Cost of IVF vs Cost of IUI
Insurance coverage is an important factor here. “Some policies may not offer fertility treatment coverage, some may only cover IUI cycles, and some may cover both IUI and IVF cycles,” says Dr. Insogna. “Out of pocket, the IUI is much cheaper, around $2,000 if you use ultrasound and blood tests for monitoring.
IVF is “much more expensive, usually between $12,000 and $15,000, depending on the drugs used and whether embryo testing is desired,” she says.
But it’s hard to predict in advance what the final cost will be, says Dr. Neithardt. “If you compare cycle to cycle, hands down, IUI is a lot cheaper,” she says. “But you may need to have six to seven cycles of IUI to have a fighting chance, and then the cost of IUI starts to become comparable to IVF.”
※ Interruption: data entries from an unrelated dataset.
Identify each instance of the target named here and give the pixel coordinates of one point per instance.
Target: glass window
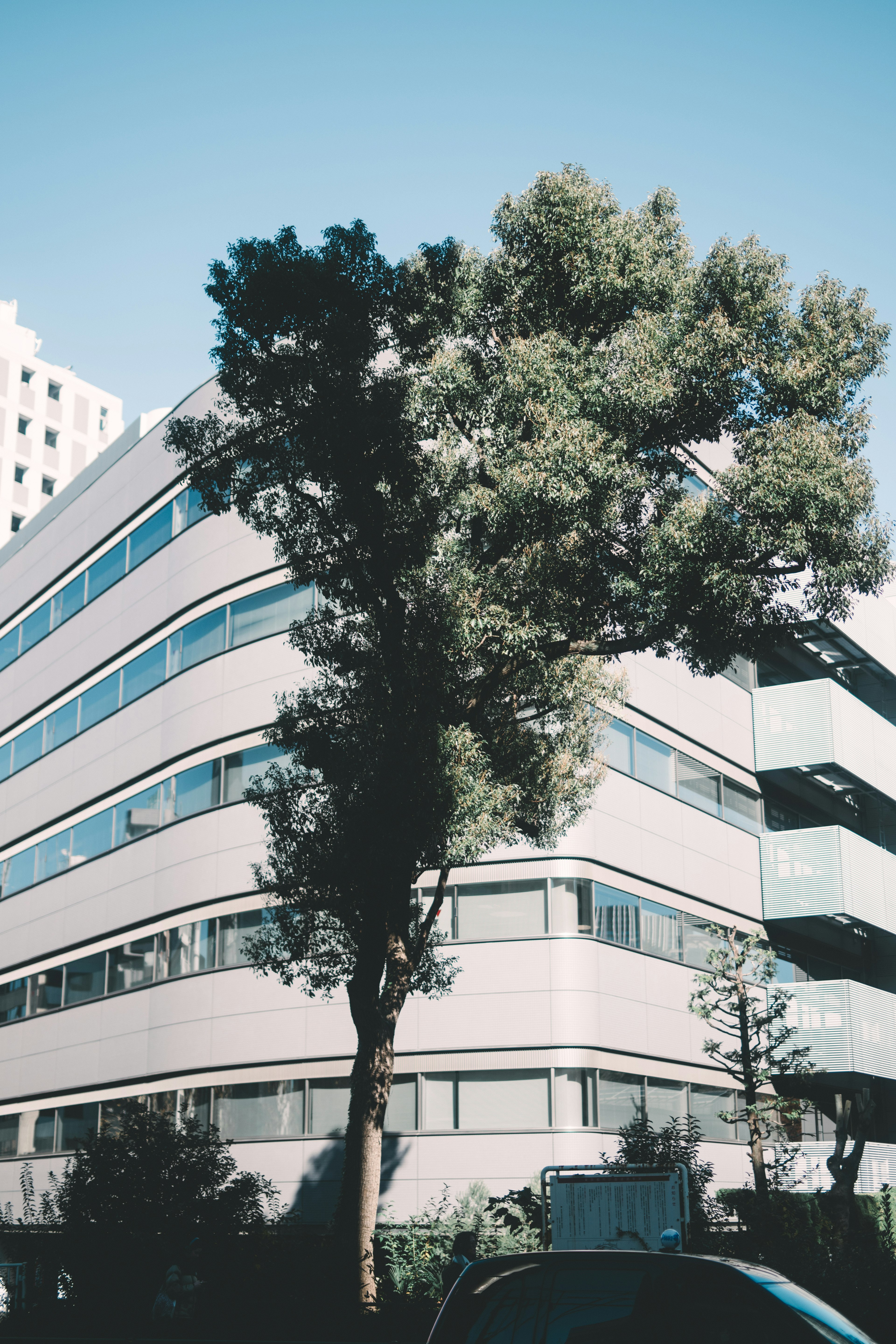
(179, 518)
(61, 726)
(616, 916)
(92, 838)
(203, 639)
(9, 1136)
(328, 1105)
(665, 1101)
(28, 746)
(112, 1113)
(194, 791)
(76, 1123)
(621, 1099)
(660, 931)
(445, 918)
(742, 807)
(234, 932)
(656, 763)
(100, 702)
(46, 990)
(502, 910)
(401, 1111)
(268, 613)
(53, 855)
(10, 647)
(242, 765)
(18, 872)
(144, 672)
(699, 785)
(138, 816)
(195, 507)
(195, 1104)
(706, 1104)
(440, 1101)
(107, 570)
(571, 905)
(504, 1100)
(261, 1111)
(575, 1097)
(14, 999)
(147, 538)
(68, 601)
(85, 979)
(699, 940)
(619, 746)
(37, 1132)
(132, 964)
(35, 627)
(186, 949)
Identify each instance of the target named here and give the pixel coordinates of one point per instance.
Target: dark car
(633, 1298)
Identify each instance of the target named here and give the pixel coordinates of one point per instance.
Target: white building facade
(142, 646)
(52, 424)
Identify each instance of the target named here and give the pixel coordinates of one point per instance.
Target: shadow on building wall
(319, 1190)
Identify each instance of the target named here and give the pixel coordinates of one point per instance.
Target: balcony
(878, 1166)
(850, 1029)
(821, 730)
(828, 872)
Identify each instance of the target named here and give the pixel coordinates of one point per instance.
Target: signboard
(617, 1210)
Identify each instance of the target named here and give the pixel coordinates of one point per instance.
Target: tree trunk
(360, 1186)
(757, 1154)
(377, 995)
(846, 1170)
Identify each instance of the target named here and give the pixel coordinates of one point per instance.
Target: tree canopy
(483, 464)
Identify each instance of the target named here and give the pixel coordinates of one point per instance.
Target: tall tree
(739, 999)
(480, 462)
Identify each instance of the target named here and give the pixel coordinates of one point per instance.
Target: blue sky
(143, 139)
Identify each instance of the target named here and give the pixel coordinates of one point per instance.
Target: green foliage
(148, 1175)
(418, 1250)
(480, 462)
(739, 999)
(676, 1142)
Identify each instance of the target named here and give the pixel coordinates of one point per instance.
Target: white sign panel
(621, 1211)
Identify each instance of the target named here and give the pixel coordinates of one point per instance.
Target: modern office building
(142, 646)
(52, 424)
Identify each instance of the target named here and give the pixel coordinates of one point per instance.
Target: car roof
(758, 1273)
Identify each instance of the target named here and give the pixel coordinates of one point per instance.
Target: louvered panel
(811, 1171)
(820, 1013)
(817, 724)
(848, 1027)
(793, 725)
(828, 872)
(801, 873)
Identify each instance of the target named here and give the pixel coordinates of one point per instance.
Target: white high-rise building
(52, 424)
(142, 648)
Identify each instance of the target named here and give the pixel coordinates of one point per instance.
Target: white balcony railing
(850, 1029)
(828, 872)
(821, 729)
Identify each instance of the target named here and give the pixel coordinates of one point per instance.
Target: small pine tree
(738, 997)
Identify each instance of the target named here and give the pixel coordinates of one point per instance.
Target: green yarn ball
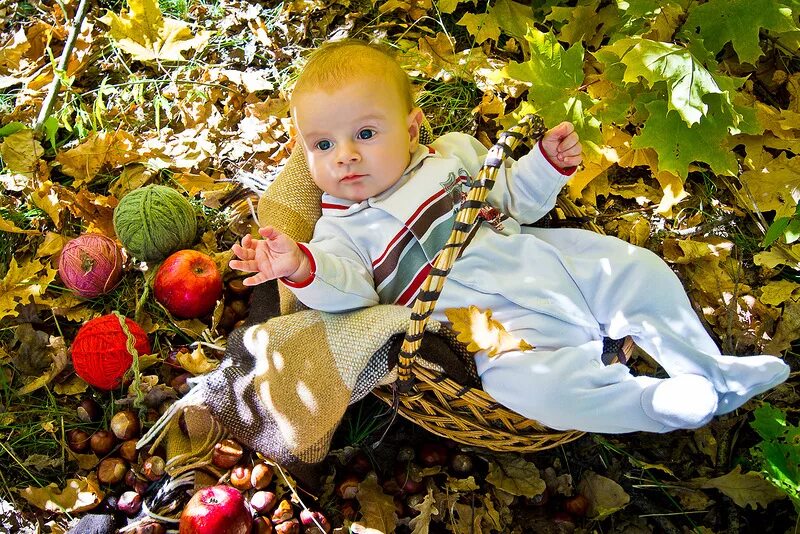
(154, 221)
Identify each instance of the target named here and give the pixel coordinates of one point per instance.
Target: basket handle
(531, 126)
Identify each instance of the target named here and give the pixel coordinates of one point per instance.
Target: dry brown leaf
(100, 150)
(147, 35)
(746, 489)
(605, 496)
(480, 332)
(79, 495)
(377, 509)
(21, 152)
(515, 475)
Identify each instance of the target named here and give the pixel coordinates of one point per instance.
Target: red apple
(216, 510)
(188, 284)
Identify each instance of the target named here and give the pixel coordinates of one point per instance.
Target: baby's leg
(631, 291)
(570, 388)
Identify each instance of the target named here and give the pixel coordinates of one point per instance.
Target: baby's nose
(348, 153)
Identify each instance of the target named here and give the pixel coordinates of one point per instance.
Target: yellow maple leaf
(147, 35)
(21, 283)
(480, 332)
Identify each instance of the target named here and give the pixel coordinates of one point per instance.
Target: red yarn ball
(90, 265)
(99, 351)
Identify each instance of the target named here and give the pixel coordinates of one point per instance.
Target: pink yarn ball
(90, 265)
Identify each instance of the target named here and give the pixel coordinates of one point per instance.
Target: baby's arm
(275, 256)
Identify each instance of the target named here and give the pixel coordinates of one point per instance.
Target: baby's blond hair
(337, 63)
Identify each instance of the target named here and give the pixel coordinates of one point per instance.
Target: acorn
(102, 442)
(314, 522)
(240, 478)
(262, 525)
(291, 526)
(128, 451)
(226, 453)
(283, 512)
(129, 503)
(111, 470)
(154, 467)
(89, 411)
(78, 440)
(125, 425)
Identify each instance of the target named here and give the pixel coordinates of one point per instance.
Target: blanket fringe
(158, 431)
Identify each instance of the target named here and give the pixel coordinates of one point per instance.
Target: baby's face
(358, 139)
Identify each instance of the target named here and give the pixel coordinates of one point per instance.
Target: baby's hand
(562, 145)
(275, 256)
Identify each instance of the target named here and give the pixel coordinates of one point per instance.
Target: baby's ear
(415, 118)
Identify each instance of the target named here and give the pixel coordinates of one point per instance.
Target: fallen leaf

Dr. Neithardt recommends that you consider your overall family planning goals. “If you only want one child, it might be best to do an IUI,” she says. “If you want more than one, IVF might be better because you can freeze your embryos.”
But the bottom line is that it’s important to talk to your doctor about your options, says Dr. Frederick. A lot of factors, including your age, the quality of the sperm you’re working with, your personal health status and, of course, your budget, will help dictate which procedure is best for you.